School Board okays Chipman charter
The School Board voted 5-0 Tuesday night to approve The Academy of Alameda Middle School charter. The school, which is being eyed as a replacement for Chipman Middle School, is expected to be up and running next fall.
“Now comes the hard part,” Bill Schaff, vice president of the school’s founding board, told The Island on Wednesday. “There’s a lot of work to be done between now and then.”
Those tasks include enrollment, staffing and finalizing an agreement with the school district. The district must also tell the charter’s leaders by April 1 whether they will be able to set up shop in Chipman’s current Pacific Avenue location, though Schaff said he hopes they’ll find out sooner than that.
The charter has set up a website where families can get information and enrollment forms (and I’ve got the forms below, too). Though founders are setting up the school to cater students in Chipman’s existing attendance zone, it is open to students all over the Island.
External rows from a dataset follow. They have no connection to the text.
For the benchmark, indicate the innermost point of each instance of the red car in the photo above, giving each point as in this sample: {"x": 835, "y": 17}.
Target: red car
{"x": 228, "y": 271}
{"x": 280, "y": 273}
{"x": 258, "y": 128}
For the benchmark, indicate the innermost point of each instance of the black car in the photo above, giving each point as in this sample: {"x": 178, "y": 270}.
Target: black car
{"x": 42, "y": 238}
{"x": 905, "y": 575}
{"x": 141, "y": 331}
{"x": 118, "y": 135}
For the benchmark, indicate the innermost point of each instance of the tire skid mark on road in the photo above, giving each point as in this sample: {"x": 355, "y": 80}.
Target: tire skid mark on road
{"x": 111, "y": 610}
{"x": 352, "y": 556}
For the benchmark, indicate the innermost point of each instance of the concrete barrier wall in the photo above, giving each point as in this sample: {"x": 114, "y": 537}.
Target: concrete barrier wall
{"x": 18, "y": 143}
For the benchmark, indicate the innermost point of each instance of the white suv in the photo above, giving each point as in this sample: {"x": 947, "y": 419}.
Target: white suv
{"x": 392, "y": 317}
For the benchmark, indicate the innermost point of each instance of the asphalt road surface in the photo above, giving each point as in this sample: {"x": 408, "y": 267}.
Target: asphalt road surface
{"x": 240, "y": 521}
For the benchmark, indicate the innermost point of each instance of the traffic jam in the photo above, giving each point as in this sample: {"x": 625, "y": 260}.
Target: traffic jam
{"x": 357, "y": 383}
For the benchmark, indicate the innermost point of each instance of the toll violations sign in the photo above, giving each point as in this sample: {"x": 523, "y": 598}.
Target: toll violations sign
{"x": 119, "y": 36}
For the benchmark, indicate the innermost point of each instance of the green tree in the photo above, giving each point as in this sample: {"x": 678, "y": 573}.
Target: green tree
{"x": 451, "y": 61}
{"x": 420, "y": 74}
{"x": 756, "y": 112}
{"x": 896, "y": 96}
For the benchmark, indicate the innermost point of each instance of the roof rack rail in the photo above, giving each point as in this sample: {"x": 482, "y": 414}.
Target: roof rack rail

Trustee Trish Hererra Spencer, who had issued some of the most vocal concerns about the proposed charter, ultimately made the motion to approve it. Spencer said she was worried that the charter’s expectation that parents contribute 20 hours a year to the school could scare away some of the families the school’s founders intend to reach out to. (The list of activities in the charter includes in-school activities like lunch monitor and garden coordinator, attending meetings and parent-teacher conferences and at-home help.)
“At this point, legally, it’s not a reason to deny the petition,” Hererra Spencer said Wednesday. And she said she hopes the school is successful in improving the academic performance of its students.
School Board President Ron Mooney and Trustee Niel Tam had issued concerns at an earlier meeting regarding outreach to non-English speaking families and families in the Coast Guard and living in transitional housing in the Alameda Point Collaborative. Schaff said the school’s founders have begun their outreach efforts and will be asking the district for help.
It was not clear Wednesday where students in the Chipman attendance zone would go to school if they opted not to sign up for the charter. District officials did not return a call seeking comment.
Parents and teachers chose to develop the charter proposal to satisfy the strictures of the federal No Child Left Behind law, which requires schools that are unable to meet each of their testing targets for four years running to take radical action, with options that include shutting down, firing every teacher or going charter.